Retriever in SheetAgent serves to advise Planner during task planning and augments error correction by sourcing relevant code from the code repository.

To improve search efficiency, the open-source vector database Milvus (Wang et al., 2021) is used as the code repository.

Experiment

To verify SheetAgent's performance, this paperexperimented with an existing benchmark, the SheetCopilot Benchmark (SCB), and the aforementioned SheetRM.

As a comparative model to SheetAgent, we also employed SheetCopilot, an LLM-based agent framework, and VBA, a method for generating and executing VBA code.

In addition, this experiment employs the following three evaluation indicators in accordance with the existing benchmark, the SCB

Exec@1: Calculate the percentage of tasks that did not raise an exception during task execution
Pass@1: Calculate the percentage of tasks accomplished
SubPass@1: Calculate the percentage of subtasks accomplished for each task

Experimental results at SCB are shown in the table below.

From the table, it can be seen that SheetAgentはSheetCopilotよりも16.8%も高いPass@1と6.8%も高いExec@1 is achieved and outperforms SheetCopilot in terms of performance.

This demonstrates that SheetAgent has more advanced reasoning capabilities and is able to manipulate complex spreadsheets.

In addition, the figure below compares SheetAgent and SheetCopilot on a task that includes a reasoning assignment.

As shown in the figure, SheetCopilot was unable to generate a solution that satisfied the instruction, whereas SheetAgenth was able to correctly identify the intent of the instruction based on the information given and generate a superior solution.

Summary

How was it?
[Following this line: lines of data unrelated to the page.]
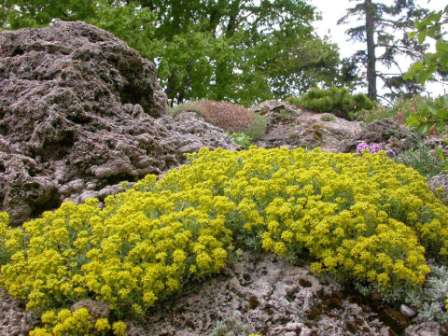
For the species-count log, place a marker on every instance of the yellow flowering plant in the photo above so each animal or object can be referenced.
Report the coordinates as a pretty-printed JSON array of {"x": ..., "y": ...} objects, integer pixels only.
[{"x": 358, "y": 217}]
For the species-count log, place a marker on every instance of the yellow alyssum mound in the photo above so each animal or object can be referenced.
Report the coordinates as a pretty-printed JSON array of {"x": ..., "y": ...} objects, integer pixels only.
[{"x": 359, "y": 217}]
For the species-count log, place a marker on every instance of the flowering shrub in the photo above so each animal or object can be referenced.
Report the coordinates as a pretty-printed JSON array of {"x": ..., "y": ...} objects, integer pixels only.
[
  {"x": 364, "y": 147},
  {"x": 363, "y": 218},
  {"x": 230, "y": 117},
  {"x": 78, "y": 322}
]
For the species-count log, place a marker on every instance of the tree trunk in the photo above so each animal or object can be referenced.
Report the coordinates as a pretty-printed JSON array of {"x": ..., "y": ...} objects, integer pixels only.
[{"x": 371, "y": 57}]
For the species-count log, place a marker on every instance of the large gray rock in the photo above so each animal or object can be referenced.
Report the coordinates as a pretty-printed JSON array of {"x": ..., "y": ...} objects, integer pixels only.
[
  {"x": 268, "y": 296},
  {"x": 290, "y": 126},
  {"x": 78, "y": 113},
  {"x": 14, "y": 320}
]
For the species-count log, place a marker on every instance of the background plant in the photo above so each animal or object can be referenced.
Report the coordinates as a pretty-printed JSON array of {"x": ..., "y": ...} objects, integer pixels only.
[
  {"x": 359, "y": 218},
  {"x": 230, "y": 117},
  {"x": 338, "y": 101},
  {"x": 239, "y": 50}
]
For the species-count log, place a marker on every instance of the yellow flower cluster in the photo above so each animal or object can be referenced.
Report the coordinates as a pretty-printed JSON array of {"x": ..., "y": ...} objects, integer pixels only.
[
  {"x": 75, "y": 323},
  {"x": 359, "y": 217}
]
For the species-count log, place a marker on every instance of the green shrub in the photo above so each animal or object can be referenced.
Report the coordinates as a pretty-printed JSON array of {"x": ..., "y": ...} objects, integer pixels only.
[
  {"x": 423, "y": 113},
  {"x": 338, "y": 101}
]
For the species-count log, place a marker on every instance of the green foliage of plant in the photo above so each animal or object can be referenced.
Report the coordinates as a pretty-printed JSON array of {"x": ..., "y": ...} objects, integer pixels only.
[
  {"x": 431, "y": 28},
  {"x": 221, "y": 50},
  {"x": 241, "y": 139},
  {"x": 424, "y": 114},
  {"x": 426, "y": 161},
  {"x": 338, "y": 101},
  {"x": 359, "y": 217}
]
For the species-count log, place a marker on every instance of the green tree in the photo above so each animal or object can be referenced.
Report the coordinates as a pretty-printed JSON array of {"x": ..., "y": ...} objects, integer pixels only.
[
  {"x": 433, "y": 65},
  {"x": 239, "y": 50},
  {"x": 384, "y": 28}
]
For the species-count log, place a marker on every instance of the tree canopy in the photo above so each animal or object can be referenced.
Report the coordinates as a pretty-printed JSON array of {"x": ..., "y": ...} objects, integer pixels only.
[
  {"x": 384, "y": 26},
  {"x": 239, "y": 50}
]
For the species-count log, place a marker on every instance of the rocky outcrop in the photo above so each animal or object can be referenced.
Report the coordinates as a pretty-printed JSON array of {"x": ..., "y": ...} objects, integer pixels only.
[
  {"x": 292, "y": 127},
  {"x": 79, "y": 112},
  {"x": 268, "y": 296},
  {"x": 14, "y": 321},
  {"x": 389, "y": 134}
]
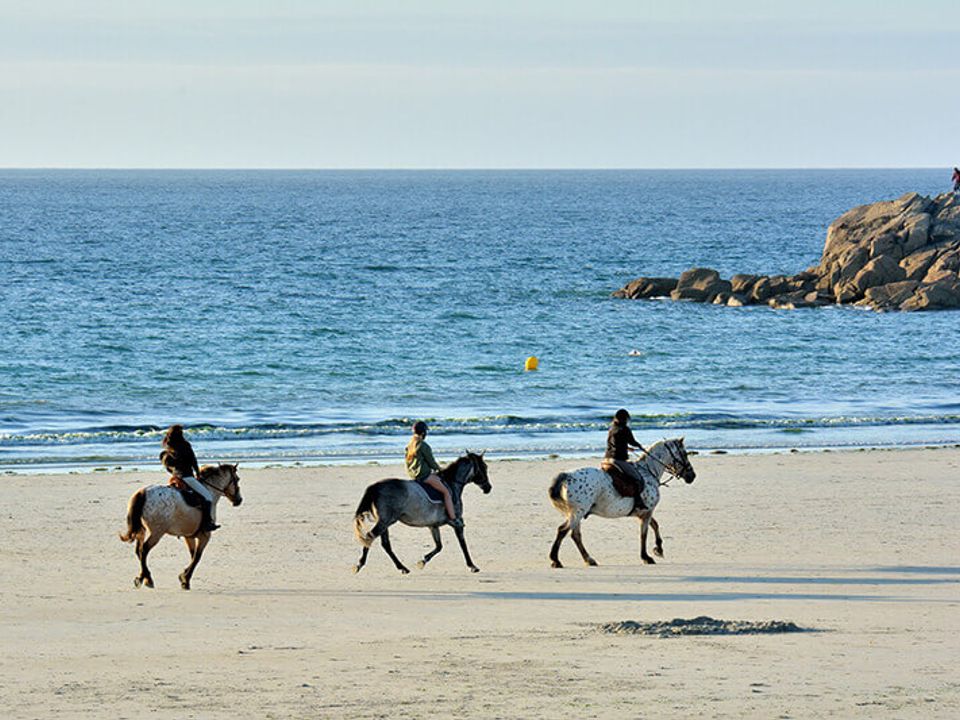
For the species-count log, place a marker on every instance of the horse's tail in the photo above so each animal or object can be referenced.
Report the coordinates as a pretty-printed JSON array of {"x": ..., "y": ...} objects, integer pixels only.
[
  {"x": 366, "y": 510},
  {"x": 556, "y": 492},
  {"x": 135, "y": 516}
]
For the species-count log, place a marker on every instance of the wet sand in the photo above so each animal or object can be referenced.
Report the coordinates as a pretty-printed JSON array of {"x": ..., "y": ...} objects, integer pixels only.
[{"x": 861, "y": 547}]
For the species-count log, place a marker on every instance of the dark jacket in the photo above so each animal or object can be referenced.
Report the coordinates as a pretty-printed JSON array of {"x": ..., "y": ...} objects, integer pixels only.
[
  {"x": 180, "y": 460},
  {"x": 619, "y": 441}
]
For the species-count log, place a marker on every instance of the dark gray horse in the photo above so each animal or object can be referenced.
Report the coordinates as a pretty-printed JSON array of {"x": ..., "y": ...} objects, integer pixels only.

In this issue, we discussed SheetRM, a new benchmark for developing and evaluating LLM agents that manipulate spreadsheets to bridge the gap between real-world challenges in spreadsheets, and SheetAgent, an LLM agent that consists of three modules and is capable of advanced reasoning and accurate spreadsheet The paper describes the proposed SheetAgent, an LLM agent that consists of three modules and is capable of advanced reasoning and accurate spreadsheets.

Comparative experiments conducted in this paper confirm that the proposed SheetAgent has the ability to manipulate more complex spreadsheets and perform more complex tasks compared to existing methods.

Although not publicly available on github at this stage, this framework will be open-sourced so that anyone can use it, and we look forward to future developments as this is expected to free many people from the tedious task of making spreadsheets.

The details of the framework and experimental results presented here can be found in this paper for those interested.